Rocky, Money e Alex, ladruncoli di quartiere, decidono di fare il colpo ai danni di un veterano di guerra cieco, irrompendo nella dimora dell’ex soldato durante la notte. La bravata si rivela un incubo per i tre che porteranno a galla i macabri segreti nascosti nello scantinato.

Man in the dark, diciamolo da subito, non si avvicina neanche lontanamente a ciò che possiamo dichiarare un bel film. Non prova il salto e parte già disteso, appiattito, all’ingresso di quel dimenticatoio che di film come questi ne contiene fin troppi.

Il thriller di Alvarez non spaventa, non mette ansia, non fa trattenere il fiato. La convenzionalità della tecnica registica non gli concede neanche il salvataggio in corner. Per farla breve la visione di Man in the dark ha l’equivalenza del sedersi su una sedia per un’ora e venti, fissando il vuoto.

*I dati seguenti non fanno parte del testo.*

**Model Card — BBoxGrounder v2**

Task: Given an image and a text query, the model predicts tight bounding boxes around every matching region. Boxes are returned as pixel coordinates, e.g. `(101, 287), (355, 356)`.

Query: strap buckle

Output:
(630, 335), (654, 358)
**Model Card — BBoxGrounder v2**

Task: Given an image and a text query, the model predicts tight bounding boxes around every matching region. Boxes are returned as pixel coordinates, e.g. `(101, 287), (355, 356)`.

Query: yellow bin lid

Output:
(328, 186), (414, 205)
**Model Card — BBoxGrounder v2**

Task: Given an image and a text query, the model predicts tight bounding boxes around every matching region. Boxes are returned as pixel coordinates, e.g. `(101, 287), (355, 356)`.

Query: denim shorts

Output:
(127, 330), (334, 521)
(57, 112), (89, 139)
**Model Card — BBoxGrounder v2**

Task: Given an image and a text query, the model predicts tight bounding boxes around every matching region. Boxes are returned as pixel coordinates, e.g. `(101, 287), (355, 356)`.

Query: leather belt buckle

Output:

Colpi di scena su colpi di scena, l’uno più intuibile dell’altro. Una caterva di sequenze anticipate dal classico : “scommetto che ora gli compare alle spalle”, e purtroppo alla fine è proprio ciò che succede. E non vogliamo soffermarci sul come il vecchio e grosso cieco (un daredevil senza costume) riesca a liberarsi dalle manette o raggiunga chiunque in ogni dove, sorprendendo i poveri malcapitati alle spalle perfino.

Non è chiaro a questo punto fino a che punto Raimi (produttore della pellicola) sia in grado promuovere i progetti dell’amichetto spinto nel mondo del cinema, che tuttavia con “la casa” qualche risultato l’ha messo in tasca. Non stupisce più di tanto neanche il vedere questo titolo sulla cima del box office statunitense. Insomma, pur sempre d’un invincibile veterano di guerra parliamo!

Dio benedica l’America, ma ci tenga lontani dai film brutti.